I used Lola for the French knot centers of the peach blossoms and daisy and added pearls to the Japanese Violets. In addition I used 4 colors of size 11 seed beads--pink, silver, white and clear to add a little sparkle to the pattern. I think my cousin will love it.

Which do you like better? The classic white, or the color version?


Sunday, October 5, 2014

A New England Wedding

Last weekend was my husband's youngest son's wedding. We had a glorious New England Indian summer day, with temperatures in the high 70s. Perfect for a wedding on the lawn overlooking the salt marsh. Kyle and Kristen were married by Roger's eldest son, Ben, and I kept from crying at the sweetness of his words only by reminding myself that my mascara wasn't waterproof.

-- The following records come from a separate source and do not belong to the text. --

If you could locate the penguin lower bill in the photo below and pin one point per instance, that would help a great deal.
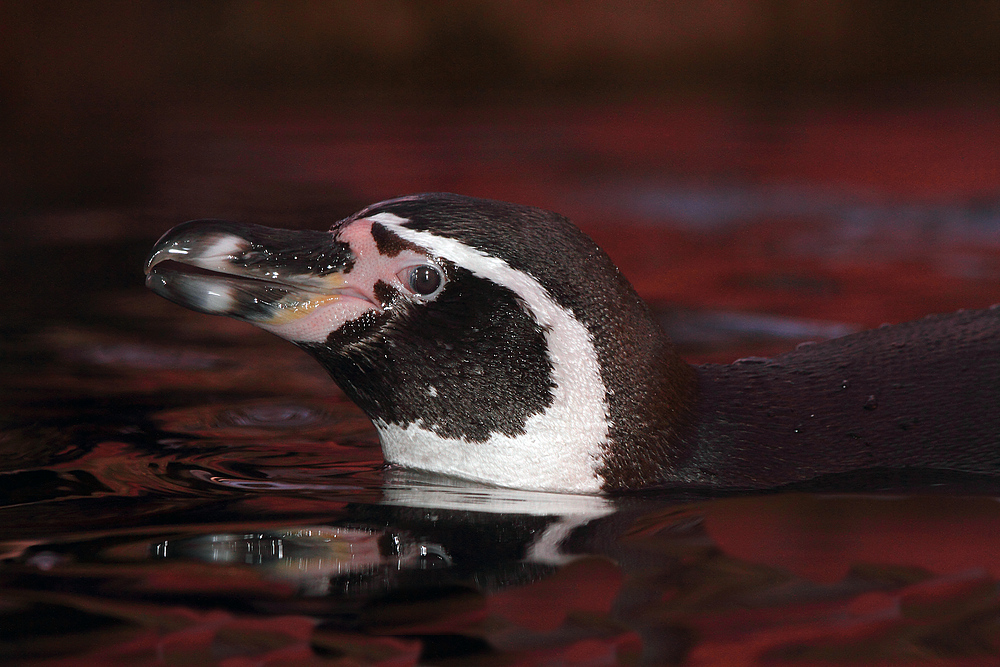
(498, 343)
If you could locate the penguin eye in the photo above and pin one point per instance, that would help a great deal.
(423, 280)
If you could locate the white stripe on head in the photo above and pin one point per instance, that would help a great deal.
(563, 446)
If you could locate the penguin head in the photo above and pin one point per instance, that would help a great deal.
(486, 340)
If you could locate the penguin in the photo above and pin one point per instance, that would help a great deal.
(497, 343)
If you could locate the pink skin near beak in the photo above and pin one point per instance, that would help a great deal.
(353, 292)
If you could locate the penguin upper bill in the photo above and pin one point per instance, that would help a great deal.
(498, 343)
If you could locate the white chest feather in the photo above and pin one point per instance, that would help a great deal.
(562, 447)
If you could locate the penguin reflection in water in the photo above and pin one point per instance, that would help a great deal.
(498, 343)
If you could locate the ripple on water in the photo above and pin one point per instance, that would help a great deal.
(331, 421)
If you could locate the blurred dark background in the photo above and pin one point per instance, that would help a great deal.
(88, 86)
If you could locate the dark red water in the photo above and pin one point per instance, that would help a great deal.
(182, 489)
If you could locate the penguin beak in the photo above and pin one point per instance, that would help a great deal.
(270, 277)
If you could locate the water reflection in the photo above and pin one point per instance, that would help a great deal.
(162, 500)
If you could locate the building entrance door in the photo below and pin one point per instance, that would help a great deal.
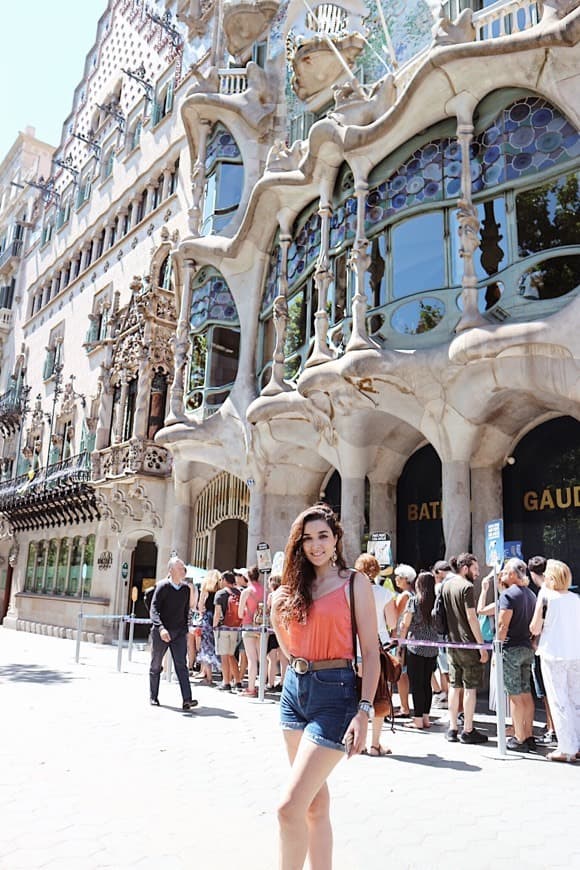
(420, 540)
(144, 574)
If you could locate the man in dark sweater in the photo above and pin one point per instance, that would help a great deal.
(169, 615)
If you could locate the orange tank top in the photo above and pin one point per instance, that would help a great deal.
(327, 632)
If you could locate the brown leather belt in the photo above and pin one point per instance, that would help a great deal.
(303, 666)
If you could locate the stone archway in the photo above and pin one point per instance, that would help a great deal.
(222, 506)
(541, 492)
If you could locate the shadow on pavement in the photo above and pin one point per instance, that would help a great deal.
(20, 673)
(201, 711)
(432, 760)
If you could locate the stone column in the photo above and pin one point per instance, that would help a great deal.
(134, 211)
(198, 179)
(468, 220)
(359, 261)
(105, 410)
(271, 515)
(120, 421)
(383, 508)
(277, 384)
(487, 504)
(166, 184)
(142, 400)
(181, 530)
(352, 506)
(456, 507)
(181, 348)
(322, 279)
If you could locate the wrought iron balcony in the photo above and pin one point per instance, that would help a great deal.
(12, 251)
(12, 405)
(135, 457)
(56, 495)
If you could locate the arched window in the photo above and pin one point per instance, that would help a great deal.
(135, 134)
(224, 179)
(215, 343)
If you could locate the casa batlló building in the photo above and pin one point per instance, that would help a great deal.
(292, 252)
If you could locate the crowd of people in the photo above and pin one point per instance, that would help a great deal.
(320, 650)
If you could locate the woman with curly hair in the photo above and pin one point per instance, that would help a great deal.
(319, 712)
(207, 656)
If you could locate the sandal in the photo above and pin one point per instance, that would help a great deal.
(562, 756)
(379, 751)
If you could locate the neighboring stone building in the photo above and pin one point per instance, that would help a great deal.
(370, 257)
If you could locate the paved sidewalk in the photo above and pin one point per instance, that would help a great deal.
(92, 777)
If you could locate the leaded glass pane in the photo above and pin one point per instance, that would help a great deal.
(549, 216)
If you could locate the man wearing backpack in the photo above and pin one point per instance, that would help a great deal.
(226, 617)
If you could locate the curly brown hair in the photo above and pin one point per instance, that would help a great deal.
(298, 573)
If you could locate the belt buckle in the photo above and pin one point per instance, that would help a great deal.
(301, 665)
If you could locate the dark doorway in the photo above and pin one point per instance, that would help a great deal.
(420, 540)
(5, 589)
(541, 492)
(231, 544)
(144, 575)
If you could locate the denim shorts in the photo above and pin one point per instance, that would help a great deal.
(320, 703)
(517, 669)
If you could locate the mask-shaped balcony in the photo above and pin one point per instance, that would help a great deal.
(244, 21)
(314, 63)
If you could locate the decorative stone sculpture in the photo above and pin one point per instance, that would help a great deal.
(354, 107)
(447, 32)
(281, 158)
(244, 21)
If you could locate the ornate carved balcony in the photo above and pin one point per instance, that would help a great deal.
(316, 65)
(134, 457)
(57, 495)
(244, 21)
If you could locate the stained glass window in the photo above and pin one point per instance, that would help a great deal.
(212, 301)
(528, 136)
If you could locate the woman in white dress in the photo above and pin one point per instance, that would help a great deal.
(556, 620)
(386, 617)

The reception was in an old stone barn on the Crane Estate--low key, yet quite beautiful, with good food, family, and lots of dancing. You couldn't ask for a better function.

My husband with his brothers and nephew.


And although my wedding gift to them wasn't quite done, it was at the framer's with a promise to expedite the process. And here it is all framed up and ready to present to them--a Brazilian wedding sampler all in neutrals.

The pattern is called "Wedding Wreath" from EdMar and is deceptively simple. In fact, it would be a wonderful beginner piece because it uses only eight basic stitches. This one is completed following the recommended thread colors, but I have seen it done in purples. I am almost done stitching another for my cousin in pinks to match her wedding colors. I'll show you next week.

In the meantime, I hope Kyle and Kristen enjoy their wedding sampler and have many happy decades ahead of them.